Isaiah, is there more pressure or less when you know you’ve got an award coming?

Isaiah Lehtinen: Honestly, it’s a bit of a load off my shoulders. The initial stress of getting into TIFF was greater than the rising star stuff. I feel like the bottle is full. I’m at capacity. [laughs] Honestly, it’s just a nice pat on the back and a point in the right direction that maybe quells the thoughts of, “Man, did I just suck really bad in the movie?” I haven’t seen the movie yet.

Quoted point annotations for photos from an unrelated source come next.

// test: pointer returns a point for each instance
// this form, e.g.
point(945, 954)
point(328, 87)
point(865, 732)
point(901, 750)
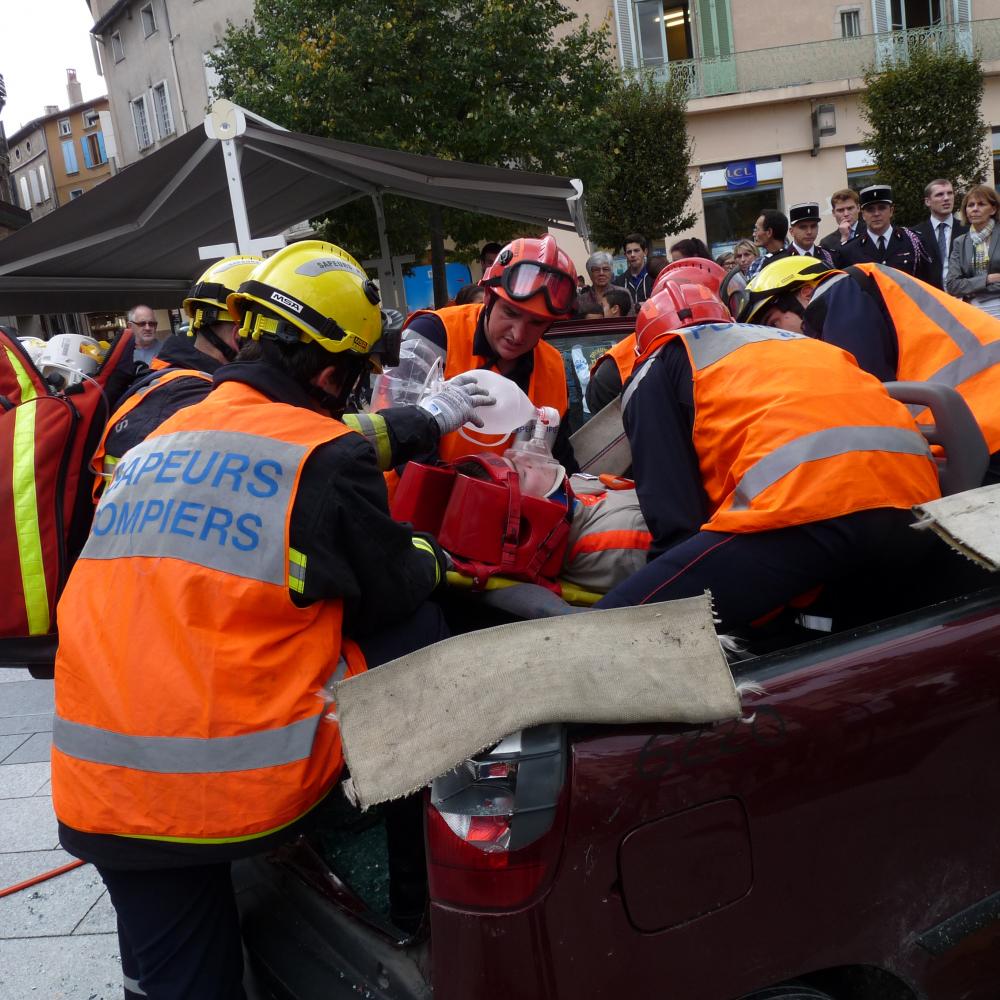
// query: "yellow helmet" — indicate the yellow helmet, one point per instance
point(311, 291)
point(206, 302)
point(786, 275)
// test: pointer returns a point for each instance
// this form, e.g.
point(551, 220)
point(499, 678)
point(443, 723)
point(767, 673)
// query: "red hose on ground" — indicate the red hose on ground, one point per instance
point(11, 889)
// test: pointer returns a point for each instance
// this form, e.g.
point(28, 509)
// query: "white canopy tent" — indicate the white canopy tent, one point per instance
point(237, 184)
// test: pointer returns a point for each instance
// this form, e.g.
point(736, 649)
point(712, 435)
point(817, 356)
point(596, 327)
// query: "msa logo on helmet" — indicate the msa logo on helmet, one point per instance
point(284, 300)
point(323, 265)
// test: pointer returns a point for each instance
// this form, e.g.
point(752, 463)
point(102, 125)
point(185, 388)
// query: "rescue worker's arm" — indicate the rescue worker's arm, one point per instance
point(852, 320)
point(659, 419)
point(605, 384)
point(352, 547)
point(397, 435)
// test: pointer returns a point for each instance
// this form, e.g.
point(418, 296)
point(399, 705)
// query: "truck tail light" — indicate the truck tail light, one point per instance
point(495, 824)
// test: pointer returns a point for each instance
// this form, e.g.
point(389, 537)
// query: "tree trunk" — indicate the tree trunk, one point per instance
point(437, 256)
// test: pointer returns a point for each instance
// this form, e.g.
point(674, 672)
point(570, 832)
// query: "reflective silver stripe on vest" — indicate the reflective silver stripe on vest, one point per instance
point(186, 755)
point(714, 341)
point(823, 444)
point(214, 498)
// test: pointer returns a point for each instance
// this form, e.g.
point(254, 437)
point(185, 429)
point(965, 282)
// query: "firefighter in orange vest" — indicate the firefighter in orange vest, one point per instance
point(241, 560)
point(897, 327)
point(766, 463)
point(531, 284)
point(612, 370)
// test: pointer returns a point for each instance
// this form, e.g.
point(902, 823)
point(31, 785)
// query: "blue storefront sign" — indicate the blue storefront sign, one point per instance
point(741, 175)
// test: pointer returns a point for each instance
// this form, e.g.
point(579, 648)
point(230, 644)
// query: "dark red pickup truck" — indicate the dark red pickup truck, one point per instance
point(840, 841)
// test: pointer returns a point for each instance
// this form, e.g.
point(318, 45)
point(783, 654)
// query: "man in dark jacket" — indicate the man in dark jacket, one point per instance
point(884, 243)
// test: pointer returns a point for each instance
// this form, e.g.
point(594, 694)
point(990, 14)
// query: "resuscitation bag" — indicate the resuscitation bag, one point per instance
point(481, 518)
point(47, 436)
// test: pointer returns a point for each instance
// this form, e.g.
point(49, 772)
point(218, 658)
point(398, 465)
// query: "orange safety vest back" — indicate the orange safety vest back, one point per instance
point(547, 386)
point(188, 681)
point(788, 431)
point(623, 355)
point(943, 339)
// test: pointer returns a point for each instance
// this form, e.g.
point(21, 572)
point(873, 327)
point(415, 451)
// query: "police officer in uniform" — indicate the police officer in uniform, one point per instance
point(884, 243)
point(803, 227)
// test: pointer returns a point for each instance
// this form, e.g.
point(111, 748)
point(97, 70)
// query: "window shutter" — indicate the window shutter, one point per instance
point(881, 17)
point(628, 50)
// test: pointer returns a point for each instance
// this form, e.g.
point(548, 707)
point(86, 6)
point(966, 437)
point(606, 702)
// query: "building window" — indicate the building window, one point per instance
point(148, 20)
point(140, 119)
point(850, 23)
point(94, 153)
point(161, 106)
point(69, 157)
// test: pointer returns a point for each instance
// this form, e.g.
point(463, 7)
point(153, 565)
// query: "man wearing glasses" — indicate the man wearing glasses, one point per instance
point(143, 323)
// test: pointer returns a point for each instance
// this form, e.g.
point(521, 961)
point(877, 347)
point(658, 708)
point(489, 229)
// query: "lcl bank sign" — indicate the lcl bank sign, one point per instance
point(741, 175)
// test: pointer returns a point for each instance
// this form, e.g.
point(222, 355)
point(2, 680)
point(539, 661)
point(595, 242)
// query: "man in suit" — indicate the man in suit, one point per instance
point(885, 243)
point(846, 209)
point(939, 231)
point(803, 227)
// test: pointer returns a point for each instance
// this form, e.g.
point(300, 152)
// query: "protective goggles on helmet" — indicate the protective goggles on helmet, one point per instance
point(525, 279)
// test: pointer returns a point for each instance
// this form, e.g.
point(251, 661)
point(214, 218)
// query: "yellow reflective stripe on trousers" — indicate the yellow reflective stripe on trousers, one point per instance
point(425, 546)
point(26, 527)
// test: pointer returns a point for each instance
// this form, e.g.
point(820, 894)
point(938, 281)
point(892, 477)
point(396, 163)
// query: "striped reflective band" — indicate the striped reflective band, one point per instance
point(186, 755)
point(373, 429)
point(714, 341)
point(132, 986)
point(976, 357)
point(26, 526)
point(424, 545)
point(824, 444)
point(296, 571)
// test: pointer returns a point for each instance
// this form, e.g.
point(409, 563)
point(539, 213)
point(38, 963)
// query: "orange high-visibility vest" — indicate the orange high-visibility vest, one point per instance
point(187, 699)
point(623, 355)
point(943, 339)
point(547, 386)
point(788, 431)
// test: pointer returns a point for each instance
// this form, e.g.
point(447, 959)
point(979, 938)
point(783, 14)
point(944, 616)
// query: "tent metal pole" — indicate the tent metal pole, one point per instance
point(387, 279)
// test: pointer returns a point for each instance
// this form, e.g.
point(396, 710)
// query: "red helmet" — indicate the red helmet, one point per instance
point(675, 307)
point(692, 271)
point(534, 275)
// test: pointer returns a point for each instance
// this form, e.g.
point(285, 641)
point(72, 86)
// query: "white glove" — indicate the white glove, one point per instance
point(456, 401)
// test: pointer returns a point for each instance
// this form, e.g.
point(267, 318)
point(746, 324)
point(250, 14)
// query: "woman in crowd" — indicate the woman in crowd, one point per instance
point(974, 264)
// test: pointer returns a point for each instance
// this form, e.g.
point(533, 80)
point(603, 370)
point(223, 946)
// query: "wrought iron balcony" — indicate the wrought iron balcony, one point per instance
point(826, 61)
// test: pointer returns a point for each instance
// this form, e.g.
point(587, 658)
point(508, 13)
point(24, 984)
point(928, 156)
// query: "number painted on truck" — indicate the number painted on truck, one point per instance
point(662, 752)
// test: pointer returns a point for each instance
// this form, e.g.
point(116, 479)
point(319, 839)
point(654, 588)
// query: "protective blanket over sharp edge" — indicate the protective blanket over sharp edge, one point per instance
point(969, 522)
point(421, 715)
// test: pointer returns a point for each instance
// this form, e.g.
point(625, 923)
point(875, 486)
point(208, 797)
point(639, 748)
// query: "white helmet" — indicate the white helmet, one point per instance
point(35, 346)
point(68, 358)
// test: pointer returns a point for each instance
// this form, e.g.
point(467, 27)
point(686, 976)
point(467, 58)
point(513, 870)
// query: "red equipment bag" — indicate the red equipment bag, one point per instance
point(46, 442)
point(484, 522)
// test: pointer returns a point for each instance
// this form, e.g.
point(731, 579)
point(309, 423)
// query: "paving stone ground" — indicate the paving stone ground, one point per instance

Chandler Levack: Yeah, he hasn’t seen it. And also I’ve never watched it with more than two other people in a room, so the thought of watching it in a room with my friends and family and people who have worked on the film that have never seen it before and also 300 other people, it’s very exciting and very terrifying because I don’t know what to expect. I think I’m still a little bit in shock because I feel like I made this in such a weird vacuum and it’s so personal to me and so much about my life growing up and exactly the kinds of things I was obsessed with, so the idea it could resonate with other people completely blows my mind.

“I Like Movies” will screen at the Toronto Film Festival on September 14th at the TIFF Bell Lightbox on September 14th at 6:30 pm and September 16th at 9:45 pm.